The CFPB issued a rule that would lower the allowed late fee charge by many credit card issuers, punishing consumers who pay their credit card bills on time.
The Consumer Financial Protection Bureau (CFPB) issued a rule that would lower the late fee that could be charged by many credit card issuers, and as a result, the rule would limit access to affordable consumer credit and punish consumers who pay their credit card bills on time. The U.S. Chamber explained last year that 75 percent of credit card users pay their bills on time.
On March 7, 2024, the U.S. Chamber sued the CFPB because the agency exceeded its statutory authority, ignoring our comments and making almost no changes to the rule despite 57,000 other comments. Instead, the CFPB prioritized its agenda of micromanaging businesses and hurting consumers.
The CFPB rule includes only two changes from the proposal; it arbitrarily exempts smaller credit card issuers (those with fewer than one million accounts, which represents about five percent of all credit cards), and it eliminates a provision that would have capped the late payment at 25 percent of the minimum required payment.

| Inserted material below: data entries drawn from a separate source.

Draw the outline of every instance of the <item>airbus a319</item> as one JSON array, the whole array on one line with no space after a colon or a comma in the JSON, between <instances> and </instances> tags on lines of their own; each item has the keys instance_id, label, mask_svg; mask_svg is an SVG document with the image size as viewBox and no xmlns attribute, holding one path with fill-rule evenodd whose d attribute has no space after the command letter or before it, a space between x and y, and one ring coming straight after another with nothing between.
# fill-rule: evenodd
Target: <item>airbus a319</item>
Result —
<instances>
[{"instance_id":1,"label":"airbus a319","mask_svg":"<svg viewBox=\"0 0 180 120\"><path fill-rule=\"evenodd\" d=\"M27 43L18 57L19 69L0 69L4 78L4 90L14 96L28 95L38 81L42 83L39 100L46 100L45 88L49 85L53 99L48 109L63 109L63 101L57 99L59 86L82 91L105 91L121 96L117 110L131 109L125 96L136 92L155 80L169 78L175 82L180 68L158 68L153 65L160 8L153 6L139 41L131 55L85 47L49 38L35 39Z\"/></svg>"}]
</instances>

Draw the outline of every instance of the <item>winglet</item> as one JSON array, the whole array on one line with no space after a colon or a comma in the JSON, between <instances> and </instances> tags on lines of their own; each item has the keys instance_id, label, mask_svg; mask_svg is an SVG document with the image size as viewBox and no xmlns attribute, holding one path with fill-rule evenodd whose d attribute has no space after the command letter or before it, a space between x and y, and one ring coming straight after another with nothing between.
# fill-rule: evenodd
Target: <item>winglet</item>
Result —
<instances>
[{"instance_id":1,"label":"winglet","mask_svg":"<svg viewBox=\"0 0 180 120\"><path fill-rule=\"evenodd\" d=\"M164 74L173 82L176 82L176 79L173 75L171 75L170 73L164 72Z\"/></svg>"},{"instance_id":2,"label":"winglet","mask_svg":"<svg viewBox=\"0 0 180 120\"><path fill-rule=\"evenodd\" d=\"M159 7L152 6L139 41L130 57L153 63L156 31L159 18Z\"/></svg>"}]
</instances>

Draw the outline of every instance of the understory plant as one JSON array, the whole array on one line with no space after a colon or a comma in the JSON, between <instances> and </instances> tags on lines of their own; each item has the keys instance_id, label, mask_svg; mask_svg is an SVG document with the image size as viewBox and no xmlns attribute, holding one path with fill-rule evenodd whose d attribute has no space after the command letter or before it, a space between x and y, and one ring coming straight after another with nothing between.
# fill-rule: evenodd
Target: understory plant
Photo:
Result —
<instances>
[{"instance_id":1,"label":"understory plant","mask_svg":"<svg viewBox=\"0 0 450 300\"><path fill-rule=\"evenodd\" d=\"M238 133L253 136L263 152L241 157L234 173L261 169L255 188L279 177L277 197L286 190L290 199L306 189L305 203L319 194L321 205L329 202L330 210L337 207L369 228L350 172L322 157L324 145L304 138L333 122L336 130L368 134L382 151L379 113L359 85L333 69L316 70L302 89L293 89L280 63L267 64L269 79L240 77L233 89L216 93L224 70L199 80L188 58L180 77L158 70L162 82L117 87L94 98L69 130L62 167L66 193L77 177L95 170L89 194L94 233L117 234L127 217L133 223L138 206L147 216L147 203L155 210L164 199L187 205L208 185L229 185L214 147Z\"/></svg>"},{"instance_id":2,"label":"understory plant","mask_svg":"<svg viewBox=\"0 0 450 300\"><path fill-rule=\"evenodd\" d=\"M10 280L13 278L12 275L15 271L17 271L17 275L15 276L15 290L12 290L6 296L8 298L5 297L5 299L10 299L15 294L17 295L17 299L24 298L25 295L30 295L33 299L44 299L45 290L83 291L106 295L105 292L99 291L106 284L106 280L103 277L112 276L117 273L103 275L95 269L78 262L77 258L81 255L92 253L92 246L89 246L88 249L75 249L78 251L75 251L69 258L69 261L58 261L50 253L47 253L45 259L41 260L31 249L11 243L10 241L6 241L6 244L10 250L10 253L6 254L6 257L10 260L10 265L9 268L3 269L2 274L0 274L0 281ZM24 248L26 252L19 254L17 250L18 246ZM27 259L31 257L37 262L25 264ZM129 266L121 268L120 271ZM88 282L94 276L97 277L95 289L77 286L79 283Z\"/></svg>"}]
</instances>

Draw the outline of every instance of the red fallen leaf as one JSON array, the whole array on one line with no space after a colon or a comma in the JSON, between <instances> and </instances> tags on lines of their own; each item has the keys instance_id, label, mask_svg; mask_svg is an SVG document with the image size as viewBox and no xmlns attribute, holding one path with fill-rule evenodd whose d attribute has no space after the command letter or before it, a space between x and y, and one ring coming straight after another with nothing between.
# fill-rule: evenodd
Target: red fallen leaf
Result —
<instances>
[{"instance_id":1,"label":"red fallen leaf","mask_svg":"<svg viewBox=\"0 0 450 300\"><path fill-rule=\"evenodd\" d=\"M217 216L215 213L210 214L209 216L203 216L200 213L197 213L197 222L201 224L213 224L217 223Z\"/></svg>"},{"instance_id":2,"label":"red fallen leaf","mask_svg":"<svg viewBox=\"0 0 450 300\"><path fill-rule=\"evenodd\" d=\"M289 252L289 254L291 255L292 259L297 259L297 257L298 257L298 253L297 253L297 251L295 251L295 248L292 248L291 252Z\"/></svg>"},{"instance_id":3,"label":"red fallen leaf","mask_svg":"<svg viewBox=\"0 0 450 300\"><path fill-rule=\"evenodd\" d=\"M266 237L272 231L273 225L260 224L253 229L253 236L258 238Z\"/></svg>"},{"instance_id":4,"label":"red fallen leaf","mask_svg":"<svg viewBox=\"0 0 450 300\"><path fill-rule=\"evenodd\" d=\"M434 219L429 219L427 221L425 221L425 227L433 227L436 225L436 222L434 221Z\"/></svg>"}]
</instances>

The rule dictates how banks charge consumers who pay credit card bills late and uses more than one flawed “study” to justify their rationale. Here’s what this report got wrong:
- “Data Spotlight” relies on inaccurate methodology: Weeks before the final rule was issued, the CFPB published a “Data Spotlight” which alleges that large banks charge higher credit card rates than small banks. This was presumably an attempt to justify exempting credit card issuers with fewer than one million accounts. But it relies on faulty methodology, including failing to make clear that its population of “small banks” also includes credit unions. The CFPB knows that these two types of institutions are not identical. In fact, some key differences are determined by law, for example:
- The Federal Credit Union Act generally limits interest rates on loans to 15 percent and provides limited discretion to the National Credit Union Administration to establish a temporary higher rate. This rate is currently set at 18 percent.
- The CFPB also fails to acknowledge that credit unions may benefit from a lower cost of funding than banks due to different treatment under the tax code. Credit unions operate as tax-exempt, non-profits with “members” that share a common bond through a community such as an occupation, civic group, school, or religious organization.
- If you remove credit unions from the CFPB’s analysis, the agency’s explanation for why large banks charge higher prices than small banks, the analysis starts to unravel. The Bank Policy Institute has published a helpful report.
- Different prices don’t equal anti-competitive behavior: The CFPB’s “Data Spotlight” claims that different credit card rates indicate anti-competitive behavior. But thousands of banks and credit unions, relying on different business models and offering different credit card products with different terms and different prices, is the hallmark of a competitive market.
- Not all banks are the same: Unlike a large national bank, credit unions and community banks are more likely to have multiple relationships with a consumer. They might provide a mortgage auto loan or have information on cash flow in a checking account that provides insight into a borrower’s credit risk that enables them to offer a lower rate. By contrast, large national credit card issuers have the scale and expertise to serve consumers without traditional banking relationships and those new to credit.
Members of Congress are starting to intervene in the flawed rulemaking. Sen. Tim Scott (R-SC), ranking member of the Senate Committee on Banking, Housing, and Urban Affairs, and Rep. Andy Barr (R-KY), chair of the House Financial Services Committee Subcommittee on Financial Institutions and Monetary Policy, have introduced resolutions in the House and Senate to nullify the rule through the Congressional Review Act (CRA). If enacted, the legislation would prohibit the CFPB from implementing any rules that are “substantially the same.” The U.S. Chamber supports congressional action to stop this misguided rule from harming responsible credit card users.
The CFPB should rescind the rule, and Congress should pass the CRA resolution.